The auth team has reported server issues, meaning that access to services with LIGO.ORG authentication is sporadic. I can confirm that I can 2FA SSH  into LHO CDS, and as is self evident I can make alogs. Patrick reports he cannot log into alog to make entries.

The auth team are actively working this problem.

I'm not sure if this is related to our ongoing SAML-DS error which has prevented LHO CDS web pages from being accessible since yesterday morning.

Comments related to this report
ryan.blair@LIGO.ORG - 10:01, Sunday 15 January 2017 (33299)

Very directly related.

https://login.ligo.org/idp/shibboleth needs to return a signed XML document, not a human-readable error about missing files. LIGO-SAML-DS service on every SP running it trips over this. The very short-term fix is to modify your ligods.ini 's "master" property to point to the site IdP (login5. for LHO) rather than the master (login.) and restart ligods service. This is not something you should do outside of emergencies, since you really do want the latest metadata. Just happens to be a failure mode that hadn't been thought of at the time it was written -- it does handle "cannot talk to main IdP at all" case fine (e.g. Internet outage or similar).

patrick.thomas@LIGO.ORG - 10:01, Sunday 15 January 2017 (33300)
I was just able to log in.
david.barker@LIGO.ORG - 10:13, Sunday 15 January 2017 (33302)

Ryan, thanks for the description of the problem. Should we go ahead with the short-term fix you mention or do we know if service restoration is imminent?

ryan.blair@LIGO.ORG - 10:17, Sunday 15 January 2017 (33303)
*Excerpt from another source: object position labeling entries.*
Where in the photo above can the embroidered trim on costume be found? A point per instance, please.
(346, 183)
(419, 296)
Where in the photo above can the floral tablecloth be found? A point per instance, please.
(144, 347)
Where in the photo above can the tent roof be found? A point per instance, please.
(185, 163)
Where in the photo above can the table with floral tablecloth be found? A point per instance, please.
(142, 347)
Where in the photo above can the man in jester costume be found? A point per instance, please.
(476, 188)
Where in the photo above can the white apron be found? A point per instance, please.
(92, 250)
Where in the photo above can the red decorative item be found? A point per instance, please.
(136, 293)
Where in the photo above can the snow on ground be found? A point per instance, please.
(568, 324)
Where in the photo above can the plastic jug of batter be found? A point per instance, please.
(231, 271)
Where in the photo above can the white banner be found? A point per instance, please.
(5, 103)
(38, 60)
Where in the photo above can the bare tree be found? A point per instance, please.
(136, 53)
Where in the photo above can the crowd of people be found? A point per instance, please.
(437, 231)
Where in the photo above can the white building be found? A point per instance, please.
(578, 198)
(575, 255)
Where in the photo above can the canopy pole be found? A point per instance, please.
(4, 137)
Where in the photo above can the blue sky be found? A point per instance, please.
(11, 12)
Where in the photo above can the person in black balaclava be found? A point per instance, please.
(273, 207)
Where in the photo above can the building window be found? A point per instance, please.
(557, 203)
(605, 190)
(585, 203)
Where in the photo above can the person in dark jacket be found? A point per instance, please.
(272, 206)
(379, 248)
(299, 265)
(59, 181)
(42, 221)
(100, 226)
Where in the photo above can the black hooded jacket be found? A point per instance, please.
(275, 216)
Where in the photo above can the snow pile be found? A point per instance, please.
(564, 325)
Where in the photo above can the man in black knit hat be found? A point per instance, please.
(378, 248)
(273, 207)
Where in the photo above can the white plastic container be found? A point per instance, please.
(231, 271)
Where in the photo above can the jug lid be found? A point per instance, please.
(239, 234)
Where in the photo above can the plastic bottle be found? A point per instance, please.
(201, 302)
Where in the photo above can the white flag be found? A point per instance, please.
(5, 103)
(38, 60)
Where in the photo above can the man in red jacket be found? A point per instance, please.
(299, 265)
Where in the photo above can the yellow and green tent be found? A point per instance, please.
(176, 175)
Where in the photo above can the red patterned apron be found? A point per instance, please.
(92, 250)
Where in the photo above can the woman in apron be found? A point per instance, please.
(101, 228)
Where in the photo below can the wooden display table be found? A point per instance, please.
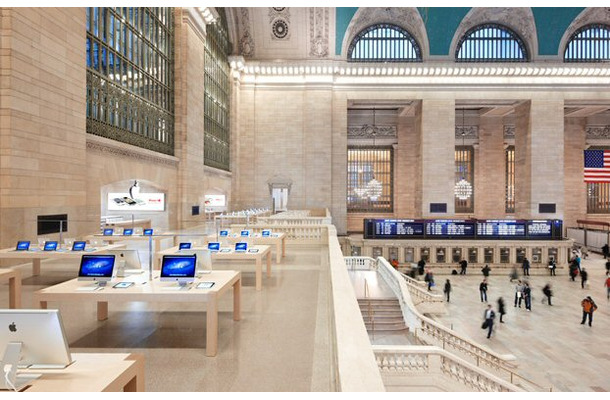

I would go ahead and make the change, with an eye towards reverting once folks are back at work next week. You can check if the central service has been fixed by hitting the first URL in my other comment (if you get a large blob of XML, you're good. If you get "missing file", not so good). No ETA since I have no management involvment with the central IdP server.

ryan.blair@LIGO.ORG - 10:25, Sunday 15 January 2017 (33304)

... and in bad form replying to myself, permanently changing sleeptime to something more like 300 seconds would not be amiss either, since the default 15 seconds induces a large load on all of the IdPs from purely "hello, are you there?" checks.